# Is there a lack of word skills in your culture?



## Kevin Beach

The British government has become concerned about what it calls “word poverty” among children in the UK. It is proposing to introduce school programmes to teach them how to distinguish between formal and informal usages. The government wants children to learn how to use formal language properly when appropriate. This is how the proposal has been reported in The Times: http://www.timesonline.co.uk/tol/life_and_style/education/article6174865.ece.

Are there similar problems in your country? Are children disadvantaged by not being able to use their own national language competently, despite having a standard education? Is it seen as a problem? If so, are there any proposals to cure it?


----------



## brian

Well, first I think we need to distinguish between 1) "word poverty" and 2) inability to express oneself "formally." Of course, the two are very related: formal speech contains special vocabulary, so a weak formal vocabulary--a type of (1)--leads to (2).

Anyway, in America there is no real conscious awareness, that I know of, concerning either of these. It wasn't until I had lived abroad (in non-English speaking countries) that I began to consider that English has varying degrees of formality.

Sure, English doesn't distinguish between polite "you" and familiar "you" like many other languages, but we indeed _do_ speak more formally in some situations and more casually in others. Speech differences can be marked by diction (related to "word poverty"), intonation, syntax, etc. etc.

I've noticed that (warning: generalizations ahead!) older people tend to be able to express themselves more formally and eloquently when need be, whereas younger people tend to speak rather casually in all circumstances.

But this could just be the result of changing social phenomena.

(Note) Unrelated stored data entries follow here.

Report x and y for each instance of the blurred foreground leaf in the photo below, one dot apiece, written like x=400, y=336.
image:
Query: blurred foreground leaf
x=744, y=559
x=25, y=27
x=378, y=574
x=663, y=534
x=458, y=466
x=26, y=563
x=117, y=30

I'm sure there are people (e.g. teachers) out there pushing to get children to speak more like they were taught to speak, but as we all know, there's only so much you can do to affect language evolution.


----------



## Paulfromitaly

There are indeed similar problems in my country: the way most of the teenagers speak and write makes me literally cringe.
They are incapable of getting their point across, unless it's an extremely easy concept, they have no knowledge of speech registers, they make really bad mistakes, their vocabulary is unbelievably poor, they don't know anything about punctuation..
When they ask for a translation from Italian to English, other foreros often have to "translate" what they write into Italian first.
As Brian said, this is a generalization, but unfortunately it's quite close to reality.


----------



## MkRoz

*Regarding to your question:*
Are there similar problems in your country?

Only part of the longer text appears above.